Smartphones, laptops, tablets... in that order

In the modern world, most people simply can’t be as productive without their smartphones. That’s how you stay connected and increasingly accomplish tasks that used to require a full-fledged PC. Sure, doing some things remains awkward on the relatively tiny screen (hello phablets!), but to borrow a meme from another popular device, the only way you’ll take away my smartphone is if you pry it from my cold, dead hands.

On the other hand, while pundits like to pronounce that the PC is dead, many of us still need big-boy laptops to get our work done. Whether that means writing blog posts, editing complex documents, building giant spreadsheets, or designing aircraft engines, for doing real work you can’t beat a powerful processor and a giant screen.

So where does that leave tablets? Pretty much in the “nice to have” category. Perfect for comfortably consuming media, mostly at home on the couch by yourself. If you’ve got friends or family around, the big-screen TV is still a better choice. You can also do some content creation in a pinch, but it really is a pinch, practically speaking.

If I had to give up one of my devices, guess which one I’m going to choose?

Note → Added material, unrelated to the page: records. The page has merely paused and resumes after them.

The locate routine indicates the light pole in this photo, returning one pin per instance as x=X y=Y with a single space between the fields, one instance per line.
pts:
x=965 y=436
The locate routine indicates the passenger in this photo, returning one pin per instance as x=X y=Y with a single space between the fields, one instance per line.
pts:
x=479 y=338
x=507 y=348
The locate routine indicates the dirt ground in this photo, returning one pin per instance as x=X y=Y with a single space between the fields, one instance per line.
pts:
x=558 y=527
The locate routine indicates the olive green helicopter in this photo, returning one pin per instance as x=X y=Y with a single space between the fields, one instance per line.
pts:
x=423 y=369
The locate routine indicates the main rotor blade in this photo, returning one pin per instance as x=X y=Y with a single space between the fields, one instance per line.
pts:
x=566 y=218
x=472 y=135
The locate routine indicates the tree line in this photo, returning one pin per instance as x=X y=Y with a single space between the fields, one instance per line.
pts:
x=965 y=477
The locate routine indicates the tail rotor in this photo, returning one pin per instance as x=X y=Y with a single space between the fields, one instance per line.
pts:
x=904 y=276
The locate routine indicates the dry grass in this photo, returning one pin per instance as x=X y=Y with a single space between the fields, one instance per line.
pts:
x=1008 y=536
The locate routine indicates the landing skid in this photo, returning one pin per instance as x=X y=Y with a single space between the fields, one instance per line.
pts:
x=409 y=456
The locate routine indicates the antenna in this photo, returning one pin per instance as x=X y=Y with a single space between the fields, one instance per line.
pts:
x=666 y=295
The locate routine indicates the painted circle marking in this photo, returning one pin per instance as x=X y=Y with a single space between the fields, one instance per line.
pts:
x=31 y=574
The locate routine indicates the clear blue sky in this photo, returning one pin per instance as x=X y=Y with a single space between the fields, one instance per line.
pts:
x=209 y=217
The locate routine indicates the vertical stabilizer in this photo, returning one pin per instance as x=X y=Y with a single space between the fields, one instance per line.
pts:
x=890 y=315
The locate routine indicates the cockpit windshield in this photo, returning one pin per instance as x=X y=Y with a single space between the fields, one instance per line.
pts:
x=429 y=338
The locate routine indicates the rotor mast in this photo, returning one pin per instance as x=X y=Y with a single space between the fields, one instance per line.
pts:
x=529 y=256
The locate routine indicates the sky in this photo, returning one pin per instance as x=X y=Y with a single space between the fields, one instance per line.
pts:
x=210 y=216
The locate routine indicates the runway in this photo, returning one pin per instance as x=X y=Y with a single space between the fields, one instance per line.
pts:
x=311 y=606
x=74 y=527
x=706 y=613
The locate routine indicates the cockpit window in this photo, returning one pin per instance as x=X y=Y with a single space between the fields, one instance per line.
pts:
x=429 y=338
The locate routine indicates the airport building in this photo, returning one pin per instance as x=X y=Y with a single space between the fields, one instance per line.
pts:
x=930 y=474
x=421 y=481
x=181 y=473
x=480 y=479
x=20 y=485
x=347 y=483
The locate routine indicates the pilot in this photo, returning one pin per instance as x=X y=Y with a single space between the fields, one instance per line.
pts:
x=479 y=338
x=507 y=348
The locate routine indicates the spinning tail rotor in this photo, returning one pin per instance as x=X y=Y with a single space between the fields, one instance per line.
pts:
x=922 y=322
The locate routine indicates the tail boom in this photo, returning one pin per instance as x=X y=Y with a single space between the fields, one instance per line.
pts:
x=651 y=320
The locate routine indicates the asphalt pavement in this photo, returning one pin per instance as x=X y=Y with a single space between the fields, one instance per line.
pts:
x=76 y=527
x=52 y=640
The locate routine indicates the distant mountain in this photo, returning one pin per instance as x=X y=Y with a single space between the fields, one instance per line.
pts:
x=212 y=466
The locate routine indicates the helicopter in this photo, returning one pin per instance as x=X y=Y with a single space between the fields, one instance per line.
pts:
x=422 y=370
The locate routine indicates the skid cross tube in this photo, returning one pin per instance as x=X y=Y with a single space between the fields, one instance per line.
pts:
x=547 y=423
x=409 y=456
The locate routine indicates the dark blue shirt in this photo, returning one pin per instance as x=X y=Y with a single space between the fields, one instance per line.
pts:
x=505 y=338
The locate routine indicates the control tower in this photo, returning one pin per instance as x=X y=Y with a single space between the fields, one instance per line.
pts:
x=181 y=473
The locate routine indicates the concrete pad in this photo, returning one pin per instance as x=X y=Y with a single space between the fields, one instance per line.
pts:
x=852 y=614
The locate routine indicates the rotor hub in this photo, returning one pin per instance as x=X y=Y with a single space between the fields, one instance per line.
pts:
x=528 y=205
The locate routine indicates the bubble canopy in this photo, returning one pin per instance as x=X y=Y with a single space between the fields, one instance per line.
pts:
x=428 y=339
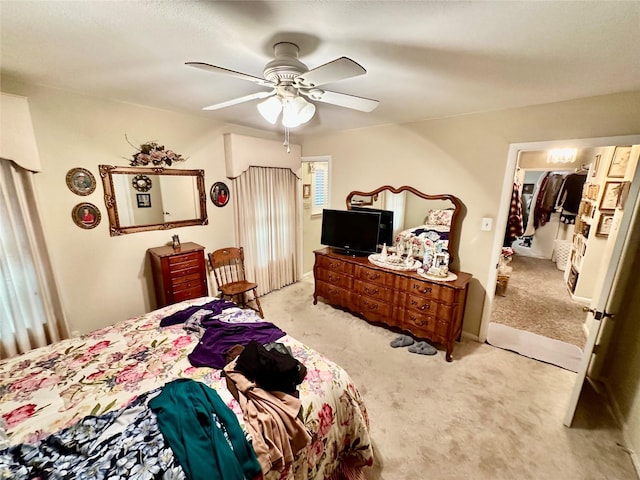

And I’d bet that most people would make the same choice, even if they didn’t like it much.

Now, ask yourself that same question in an enterprise context. Which devices could your organization do without? Sure, tablets can be incredibly handy in walk-around environments like retail sales and factory floors, but if push came to shove, would you really give up your company’s PCs or smartphones before the tablets? I didn’t think so.

Tablets not going away

That doesn’t mean that tablets are going to go away, any more than PCs are really dead. But it may be time to get over the notion that tablets are going to be everywhere and do everything. Tablets have a role to play a growing in the enterprise, and IT will continue to have to support them, but they’re not going to take over.

Unless, of course, they turn into phablets!